What gives this particular example its peculiar character is not its earthworks but a well recorded within its banks, a feature that shifted position, at least on paper, between the 1842 and 1937 Ordnance Survey maps. In 1842 it was marked inside the ESE bank; by 1937 it had migrated into the ESE fosse, the defensive ditch. More intriguingly, the OS Memoranda of 20 December 1931 noted that locals were calling the fort "Tober aneeling", a phonetic rendering of an Irish place-name that appears elsewhere as Tubber an eeling. "Tubber" derives from the Irish tobar, meaning a well, suggesting the well was not merely incidental to the site but central enough to name the whole enclosure after it.

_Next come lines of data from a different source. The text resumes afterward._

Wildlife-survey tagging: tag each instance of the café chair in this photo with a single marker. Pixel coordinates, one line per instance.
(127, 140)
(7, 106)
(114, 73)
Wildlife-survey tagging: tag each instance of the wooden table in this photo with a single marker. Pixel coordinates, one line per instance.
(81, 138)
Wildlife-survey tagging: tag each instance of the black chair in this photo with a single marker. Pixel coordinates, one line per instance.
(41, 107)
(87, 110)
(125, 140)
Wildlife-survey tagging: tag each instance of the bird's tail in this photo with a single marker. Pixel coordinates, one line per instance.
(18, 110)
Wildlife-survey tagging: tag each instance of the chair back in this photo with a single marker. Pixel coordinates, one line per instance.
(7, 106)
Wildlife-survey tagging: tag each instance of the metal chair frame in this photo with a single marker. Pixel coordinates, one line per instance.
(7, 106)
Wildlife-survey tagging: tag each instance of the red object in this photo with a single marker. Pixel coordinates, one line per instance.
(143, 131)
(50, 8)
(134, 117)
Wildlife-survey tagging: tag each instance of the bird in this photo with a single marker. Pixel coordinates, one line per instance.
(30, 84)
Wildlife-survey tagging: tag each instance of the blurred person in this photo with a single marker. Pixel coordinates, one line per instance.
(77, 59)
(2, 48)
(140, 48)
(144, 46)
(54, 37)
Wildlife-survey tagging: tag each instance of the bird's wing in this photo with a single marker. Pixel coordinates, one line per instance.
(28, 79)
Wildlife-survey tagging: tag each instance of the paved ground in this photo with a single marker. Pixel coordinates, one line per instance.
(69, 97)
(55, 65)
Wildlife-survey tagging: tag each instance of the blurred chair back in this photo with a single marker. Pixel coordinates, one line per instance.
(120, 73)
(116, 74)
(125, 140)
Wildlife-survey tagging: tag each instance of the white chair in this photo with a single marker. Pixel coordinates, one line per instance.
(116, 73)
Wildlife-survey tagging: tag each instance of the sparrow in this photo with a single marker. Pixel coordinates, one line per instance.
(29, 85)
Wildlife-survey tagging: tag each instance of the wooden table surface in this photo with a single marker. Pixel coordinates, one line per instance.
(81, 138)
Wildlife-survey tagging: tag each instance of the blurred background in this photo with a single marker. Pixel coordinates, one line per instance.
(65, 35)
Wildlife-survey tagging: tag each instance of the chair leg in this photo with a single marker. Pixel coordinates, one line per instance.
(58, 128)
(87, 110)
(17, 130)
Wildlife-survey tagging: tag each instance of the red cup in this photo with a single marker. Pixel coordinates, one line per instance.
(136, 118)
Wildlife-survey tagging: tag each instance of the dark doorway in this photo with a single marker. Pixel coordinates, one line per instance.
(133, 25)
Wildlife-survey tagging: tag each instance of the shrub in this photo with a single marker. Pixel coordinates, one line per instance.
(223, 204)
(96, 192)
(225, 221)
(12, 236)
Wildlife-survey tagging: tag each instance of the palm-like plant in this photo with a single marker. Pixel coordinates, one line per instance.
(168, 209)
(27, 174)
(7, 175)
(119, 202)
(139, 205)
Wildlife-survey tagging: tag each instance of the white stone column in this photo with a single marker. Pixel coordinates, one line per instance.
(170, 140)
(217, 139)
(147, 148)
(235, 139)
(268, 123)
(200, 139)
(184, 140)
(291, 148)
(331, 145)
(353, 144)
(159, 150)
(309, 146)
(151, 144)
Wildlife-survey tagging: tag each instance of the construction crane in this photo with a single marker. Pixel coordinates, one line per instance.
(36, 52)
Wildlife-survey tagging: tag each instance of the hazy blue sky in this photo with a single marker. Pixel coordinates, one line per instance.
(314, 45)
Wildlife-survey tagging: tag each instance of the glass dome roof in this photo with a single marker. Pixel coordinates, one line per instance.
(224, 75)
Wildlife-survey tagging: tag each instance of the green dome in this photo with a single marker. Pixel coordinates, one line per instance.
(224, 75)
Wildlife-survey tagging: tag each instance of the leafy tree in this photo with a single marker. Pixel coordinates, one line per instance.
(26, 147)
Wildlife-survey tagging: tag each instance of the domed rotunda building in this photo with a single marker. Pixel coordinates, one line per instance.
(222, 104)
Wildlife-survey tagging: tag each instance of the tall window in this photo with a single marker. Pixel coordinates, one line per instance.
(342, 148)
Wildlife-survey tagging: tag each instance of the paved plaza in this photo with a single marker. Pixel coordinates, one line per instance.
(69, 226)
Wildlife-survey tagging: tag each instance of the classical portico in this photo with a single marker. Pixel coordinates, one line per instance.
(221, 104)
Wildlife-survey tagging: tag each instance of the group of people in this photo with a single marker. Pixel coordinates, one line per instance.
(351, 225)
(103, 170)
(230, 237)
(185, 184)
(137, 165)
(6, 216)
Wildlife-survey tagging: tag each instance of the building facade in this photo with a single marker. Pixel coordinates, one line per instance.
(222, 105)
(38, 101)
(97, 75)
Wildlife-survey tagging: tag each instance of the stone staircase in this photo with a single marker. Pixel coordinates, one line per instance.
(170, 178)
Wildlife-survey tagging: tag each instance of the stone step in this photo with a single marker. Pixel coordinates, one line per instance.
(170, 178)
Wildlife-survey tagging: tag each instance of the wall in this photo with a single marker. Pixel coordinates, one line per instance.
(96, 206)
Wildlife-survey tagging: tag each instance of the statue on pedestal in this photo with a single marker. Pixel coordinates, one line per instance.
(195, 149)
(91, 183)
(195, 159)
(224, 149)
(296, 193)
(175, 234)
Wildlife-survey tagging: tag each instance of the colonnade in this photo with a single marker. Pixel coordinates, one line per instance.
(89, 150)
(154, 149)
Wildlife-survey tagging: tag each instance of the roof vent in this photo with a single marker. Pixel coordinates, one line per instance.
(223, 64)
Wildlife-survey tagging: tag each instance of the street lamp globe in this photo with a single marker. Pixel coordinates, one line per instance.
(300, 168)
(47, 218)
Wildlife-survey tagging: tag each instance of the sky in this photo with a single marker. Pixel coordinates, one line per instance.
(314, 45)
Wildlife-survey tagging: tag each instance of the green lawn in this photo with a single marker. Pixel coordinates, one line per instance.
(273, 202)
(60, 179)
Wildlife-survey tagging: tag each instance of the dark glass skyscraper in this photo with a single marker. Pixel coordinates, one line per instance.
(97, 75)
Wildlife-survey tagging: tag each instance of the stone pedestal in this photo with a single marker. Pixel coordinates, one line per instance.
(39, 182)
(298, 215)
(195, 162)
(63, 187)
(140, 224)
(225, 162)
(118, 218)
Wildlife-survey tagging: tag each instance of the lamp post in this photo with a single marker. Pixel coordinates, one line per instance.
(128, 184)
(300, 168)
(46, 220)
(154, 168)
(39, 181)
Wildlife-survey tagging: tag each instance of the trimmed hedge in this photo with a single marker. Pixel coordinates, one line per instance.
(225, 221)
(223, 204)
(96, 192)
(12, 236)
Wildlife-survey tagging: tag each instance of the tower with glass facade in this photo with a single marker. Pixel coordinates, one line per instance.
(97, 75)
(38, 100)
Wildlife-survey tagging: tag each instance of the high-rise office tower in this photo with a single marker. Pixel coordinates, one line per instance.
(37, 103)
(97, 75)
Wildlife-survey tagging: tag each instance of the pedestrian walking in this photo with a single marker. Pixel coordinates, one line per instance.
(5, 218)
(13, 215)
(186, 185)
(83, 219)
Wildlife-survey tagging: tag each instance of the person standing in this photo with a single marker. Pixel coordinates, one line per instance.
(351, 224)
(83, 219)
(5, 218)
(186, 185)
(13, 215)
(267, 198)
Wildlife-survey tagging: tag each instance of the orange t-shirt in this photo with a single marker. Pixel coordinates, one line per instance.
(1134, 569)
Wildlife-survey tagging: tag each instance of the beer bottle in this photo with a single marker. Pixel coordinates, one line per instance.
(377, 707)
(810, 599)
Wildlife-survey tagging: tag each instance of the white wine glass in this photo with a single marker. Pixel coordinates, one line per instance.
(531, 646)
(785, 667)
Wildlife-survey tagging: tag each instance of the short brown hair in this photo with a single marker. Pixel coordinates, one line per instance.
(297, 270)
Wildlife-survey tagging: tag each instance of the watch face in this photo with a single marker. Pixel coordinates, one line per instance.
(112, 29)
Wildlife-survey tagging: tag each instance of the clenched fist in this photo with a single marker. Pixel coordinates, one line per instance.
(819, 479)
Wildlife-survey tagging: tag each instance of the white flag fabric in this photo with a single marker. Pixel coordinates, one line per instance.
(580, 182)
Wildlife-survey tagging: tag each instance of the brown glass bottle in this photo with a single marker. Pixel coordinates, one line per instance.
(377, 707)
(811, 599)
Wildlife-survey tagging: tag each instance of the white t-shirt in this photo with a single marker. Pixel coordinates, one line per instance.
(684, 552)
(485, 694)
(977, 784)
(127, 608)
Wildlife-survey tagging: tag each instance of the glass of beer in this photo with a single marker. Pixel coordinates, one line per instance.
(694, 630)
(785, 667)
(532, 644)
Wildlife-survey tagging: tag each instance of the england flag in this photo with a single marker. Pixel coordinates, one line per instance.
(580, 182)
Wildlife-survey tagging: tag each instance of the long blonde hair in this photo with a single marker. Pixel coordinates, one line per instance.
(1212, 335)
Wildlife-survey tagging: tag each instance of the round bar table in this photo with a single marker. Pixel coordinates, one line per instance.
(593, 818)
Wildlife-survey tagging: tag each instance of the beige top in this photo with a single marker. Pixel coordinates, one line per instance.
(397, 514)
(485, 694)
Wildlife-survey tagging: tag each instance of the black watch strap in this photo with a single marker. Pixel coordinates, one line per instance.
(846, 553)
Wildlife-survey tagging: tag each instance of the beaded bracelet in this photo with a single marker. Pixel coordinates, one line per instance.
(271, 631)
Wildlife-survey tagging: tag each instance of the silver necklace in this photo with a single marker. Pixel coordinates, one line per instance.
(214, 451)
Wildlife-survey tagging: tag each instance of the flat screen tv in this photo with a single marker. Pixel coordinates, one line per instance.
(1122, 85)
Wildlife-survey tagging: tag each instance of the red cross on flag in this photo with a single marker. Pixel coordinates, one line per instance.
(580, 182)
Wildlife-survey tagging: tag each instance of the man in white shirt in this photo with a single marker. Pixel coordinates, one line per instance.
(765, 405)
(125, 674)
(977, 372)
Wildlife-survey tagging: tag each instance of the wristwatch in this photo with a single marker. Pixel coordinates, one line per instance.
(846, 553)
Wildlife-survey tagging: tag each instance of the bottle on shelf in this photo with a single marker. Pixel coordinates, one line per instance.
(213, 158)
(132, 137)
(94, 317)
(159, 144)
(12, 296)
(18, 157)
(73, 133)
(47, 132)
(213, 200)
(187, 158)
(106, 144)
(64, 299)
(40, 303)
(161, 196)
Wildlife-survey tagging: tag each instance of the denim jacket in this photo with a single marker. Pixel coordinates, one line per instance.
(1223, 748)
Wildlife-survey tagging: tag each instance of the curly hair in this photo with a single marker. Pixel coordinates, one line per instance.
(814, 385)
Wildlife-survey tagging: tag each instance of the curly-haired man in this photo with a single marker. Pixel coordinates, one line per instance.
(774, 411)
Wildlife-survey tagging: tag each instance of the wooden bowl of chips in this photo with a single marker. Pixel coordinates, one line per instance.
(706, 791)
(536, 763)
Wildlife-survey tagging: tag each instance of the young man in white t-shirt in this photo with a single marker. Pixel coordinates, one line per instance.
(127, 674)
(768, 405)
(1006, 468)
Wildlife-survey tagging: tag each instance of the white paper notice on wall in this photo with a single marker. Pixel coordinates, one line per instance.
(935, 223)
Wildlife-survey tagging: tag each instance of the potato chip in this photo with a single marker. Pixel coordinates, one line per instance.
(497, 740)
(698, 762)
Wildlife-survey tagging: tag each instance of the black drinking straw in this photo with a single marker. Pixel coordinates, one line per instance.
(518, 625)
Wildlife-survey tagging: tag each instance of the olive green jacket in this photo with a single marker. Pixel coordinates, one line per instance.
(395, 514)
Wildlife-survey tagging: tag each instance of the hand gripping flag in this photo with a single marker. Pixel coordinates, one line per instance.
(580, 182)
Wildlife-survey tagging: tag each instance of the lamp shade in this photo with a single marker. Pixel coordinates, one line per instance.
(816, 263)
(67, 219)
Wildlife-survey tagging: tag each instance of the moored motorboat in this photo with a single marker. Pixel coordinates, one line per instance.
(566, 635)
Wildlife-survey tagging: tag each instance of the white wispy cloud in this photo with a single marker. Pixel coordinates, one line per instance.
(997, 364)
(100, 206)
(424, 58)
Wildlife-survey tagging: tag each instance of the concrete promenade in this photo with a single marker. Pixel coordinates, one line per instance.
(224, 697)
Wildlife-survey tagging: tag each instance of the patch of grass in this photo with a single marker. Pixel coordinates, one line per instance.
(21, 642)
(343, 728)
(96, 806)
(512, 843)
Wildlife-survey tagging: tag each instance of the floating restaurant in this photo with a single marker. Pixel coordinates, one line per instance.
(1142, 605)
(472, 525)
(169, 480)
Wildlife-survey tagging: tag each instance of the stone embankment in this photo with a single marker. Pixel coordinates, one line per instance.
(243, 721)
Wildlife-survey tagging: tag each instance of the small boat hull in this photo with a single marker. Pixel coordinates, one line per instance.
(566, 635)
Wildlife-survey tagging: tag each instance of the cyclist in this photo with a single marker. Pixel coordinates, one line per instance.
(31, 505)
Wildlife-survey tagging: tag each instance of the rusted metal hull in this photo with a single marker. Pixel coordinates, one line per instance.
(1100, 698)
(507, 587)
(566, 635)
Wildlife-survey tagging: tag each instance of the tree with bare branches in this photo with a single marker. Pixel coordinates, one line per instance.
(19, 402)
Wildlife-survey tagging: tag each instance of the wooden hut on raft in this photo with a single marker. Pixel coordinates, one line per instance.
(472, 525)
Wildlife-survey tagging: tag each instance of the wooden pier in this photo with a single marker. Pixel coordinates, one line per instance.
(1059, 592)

The ringfort itself is a fairly typical rath, the term used for an earthen-banked enclosure of early medieval date, generally associated with farmsteads occupied roughly between the fifth and twelfth centuries. This one is roughly circular, measuring 38.3 metres north to south and 34 metres east to west. It has an inner bank rising about 1.2 metres on the interior face, with an intervening fosse, or ditch, reaching a depth of 1.5 metres along the western and southern sections, and a lower outer bank continuing around to the south-southeast. The entrance is a causeway, a raised crossing of the fosse, about 2 metres wide, set into the western side. Trees have taken root on the bank and in the fosse, and the interior is thick with nettles, the reliable signature of a site that has been left to its own devices. About 50 metres to the northwest, in the same field, there is a second circular enclosure, making this a corner of the landscape with rather more going on beneath the surface than the tillage rows suggest.